Robotic Skills Simulation Curriculum
We have partnered with Ahmed Ghazi, M.D., a leader in the field of robot-assisted surgery in the department of Urology at the University of Rochester Medical Center to train our residents in robotic surgery skills(see also Live Surgery vs 3D Model simulation). Through an evidence-based curriculum, residents are supervised and mentored by fellowship-trained robotic surgeons in a program which progresses in three stages. Upon completion of the curriculum, residents receive a training certificate in Robotics.
- Basic skills proficiency: training to expert levels on a standalone virtual reality Da Vinci skills simulator which is dedicated to resident training. The training is guided by video demonstrations by experts and immediate online feedback in addition to monthly formative feedback sessions.

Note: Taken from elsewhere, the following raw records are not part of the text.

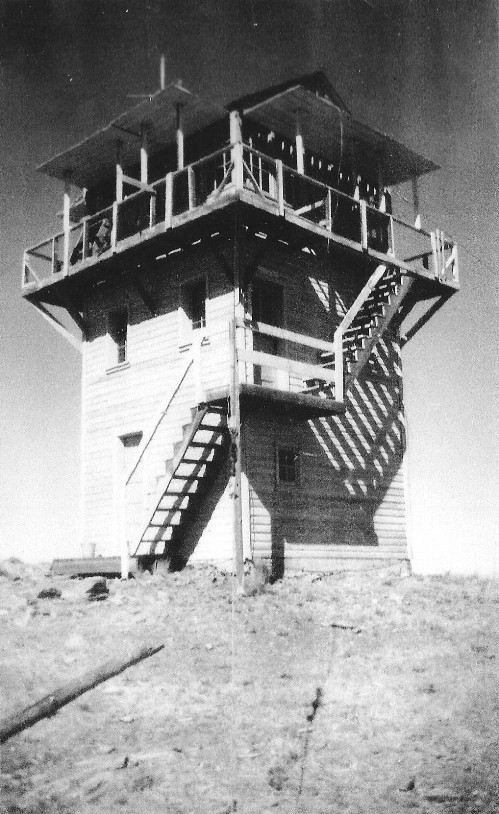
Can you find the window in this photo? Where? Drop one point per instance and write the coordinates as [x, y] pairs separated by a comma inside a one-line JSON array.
[[195, 303], [288, 465], [267, 302], [118, 331]]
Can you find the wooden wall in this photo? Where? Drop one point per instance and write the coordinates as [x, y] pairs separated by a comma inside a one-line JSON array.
[[348, 507], [119, 400]]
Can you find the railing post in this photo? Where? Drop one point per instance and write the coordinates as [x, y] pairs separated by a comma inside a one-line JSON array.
[[66, 222], [168, 200], [84, 238], [329, 211], [392, 237], [114, 230], [54, 256], [199, 393], [152, 211], [236, 149], [363, 224], [338, 366], [190, 186], [280, 186]]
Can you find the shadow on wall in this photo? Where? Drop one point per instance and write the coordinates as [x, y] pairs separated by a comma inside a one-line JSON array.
[[362, 452]]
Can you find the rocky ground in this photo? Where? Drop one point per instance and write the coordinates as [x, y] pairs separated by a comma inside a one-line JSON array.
[[355, 693]]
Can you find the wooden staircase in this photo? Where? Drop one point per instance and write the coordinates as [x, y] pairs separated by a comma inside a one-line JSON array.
[[375, 308], [195, 464]]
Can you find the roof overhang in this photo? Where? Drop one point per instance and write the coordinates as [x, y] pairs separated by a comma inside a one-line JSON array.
[[333, 133], [94, 158]]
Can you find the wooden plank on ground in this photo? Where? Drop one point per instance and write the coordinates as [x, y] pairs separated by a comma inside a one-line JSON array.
[[61, 696]]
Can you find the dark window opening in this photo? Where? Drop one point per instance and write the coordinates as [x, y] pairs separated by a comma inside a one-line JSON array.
[[195, 303], [287, 465], [118, 331], [267, 302]]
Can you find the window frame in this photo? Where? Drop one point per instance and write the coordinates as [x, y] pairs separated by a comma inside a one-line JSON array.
[[118, 349], [187, 326], [295, 451]]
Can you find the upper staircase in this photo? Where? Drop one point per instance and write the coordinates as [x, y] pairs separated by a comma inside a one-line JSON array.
[[195, 464], [374, 309]]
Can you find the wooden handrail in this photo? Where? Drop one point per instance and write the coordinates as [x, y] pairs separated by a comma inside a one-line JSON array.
[[157, 421], [302, 369], [289, 336]]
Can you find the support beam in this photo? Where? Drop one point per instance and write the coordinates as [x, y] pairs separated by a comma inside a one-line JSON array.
[[180, 138], [74, 313], [58, 326], [143, 294], [235, 422], [415, 203], [119, 172], [300, 159], [236, 141], [66, 218], [162, 72], [144, 153]]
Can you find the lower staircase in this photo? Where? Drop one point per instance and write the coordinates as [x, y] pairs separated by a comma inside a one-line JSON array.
[[375, 308], [195, 464]]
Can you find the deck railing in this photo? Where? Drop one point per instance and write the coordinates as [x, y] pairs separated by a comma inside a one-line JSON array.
[[286, 372], [244, 171]]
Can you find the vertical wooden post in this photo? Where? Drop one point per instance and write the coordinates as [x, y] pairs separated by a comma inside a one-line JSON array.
[[168, 200], [280, 186], [329, 211], [66, 220], [190, 187], [300, 160], [162, 72], [144, 153], [338, 366], [119, 172], [363, 224], [124, 554], [180, 138], [236, 143], [235, 422], [415, 203]]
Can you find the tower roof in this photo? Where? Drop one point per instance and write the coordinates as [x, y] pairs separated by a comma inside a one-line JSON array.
[[329, 129], [94, 158]]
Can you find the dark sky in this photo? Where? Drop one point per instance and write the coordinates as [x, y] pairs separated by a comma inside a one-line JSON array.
[[423, 71]]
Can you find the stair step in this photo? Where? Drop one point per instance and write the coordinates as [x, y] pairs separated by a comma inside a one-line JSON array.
[[217, 421], [170, 502], [208, 437], [165, 518], [183, 487], [197, 454], [152, 535], [188, 471]]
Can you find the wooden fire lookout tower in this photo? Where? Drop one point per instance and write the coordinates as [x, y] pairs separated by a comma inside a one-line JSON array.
[[243, 287]]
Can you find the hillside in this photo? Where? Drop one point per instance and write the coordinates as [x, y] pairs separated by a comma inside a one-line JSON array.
[[362, 693]]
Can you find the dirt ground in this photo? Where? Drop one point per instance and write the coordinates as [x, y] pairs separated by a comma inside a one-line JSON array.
[[355, 693]]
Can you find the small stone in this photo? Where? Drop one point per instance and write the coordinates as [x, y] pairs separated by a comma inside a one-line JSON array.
[[49, 593], [75, 642], [105, 749], [438, 795]]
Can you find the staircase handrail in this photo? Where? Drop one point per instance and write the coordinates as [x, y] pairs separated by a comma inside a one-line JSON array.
[[345, 324], [159, 418]]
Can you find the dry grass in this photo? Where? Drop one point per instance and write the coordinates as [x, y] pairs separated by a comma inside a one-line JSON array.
[[362, 693]]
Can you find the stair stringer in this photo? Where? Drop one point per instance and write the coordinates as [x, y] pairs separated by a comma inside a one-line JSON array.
[[179, 493]]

- Full procedural simulations: utilizing models developed by the 3D printing and biomaterials laboratory at the University of Rochester, the residents are scheduled to complete 3 interactive full procedural simulations including cholecystectomy, sigmoid resection, and low anterior resection. These models allow realistic practice of the procedural steps in a risk-free environment, thereby bridging the gap between basic skills and live procedures.
- Operative room training: on completion of the first two modules, the residents start with 10 operative cases as a bedside assist prior to completing 10 supervised cases in the operating room.
Robotics Curriculum Testimonials
"The Robotics curriculum is a comprehensive training program that teaches residents the basic tools on how to be facile with this surgical innovation. Whether or not you plan to incorporate robotics in your future career, it helps to complete resident surgical training."
"The robotics course led by Dr. Ghazi is very helpful for learning how to operate the DaVinci robot. The curriculum is thoughtfully designed so that you learn skills in a graduated manner; starting simple and building upon what you've learned. Additionally, it is not redundant so you don't spend time learning the same skill-set you have already mastered. The result is a well-organized and achievable curriculum that leads to proficiency with the robot and its functions. Once the curriculum has been completed, Dr. Ghazi asks that residents work with the robot in the OR to dissect out a tumor on engineered tissue which is the final step towards proficiency which can be translated to patients. Overall, the curriculum really gives you the skills and confidence needed for robotic surgeries without compromising patient safety."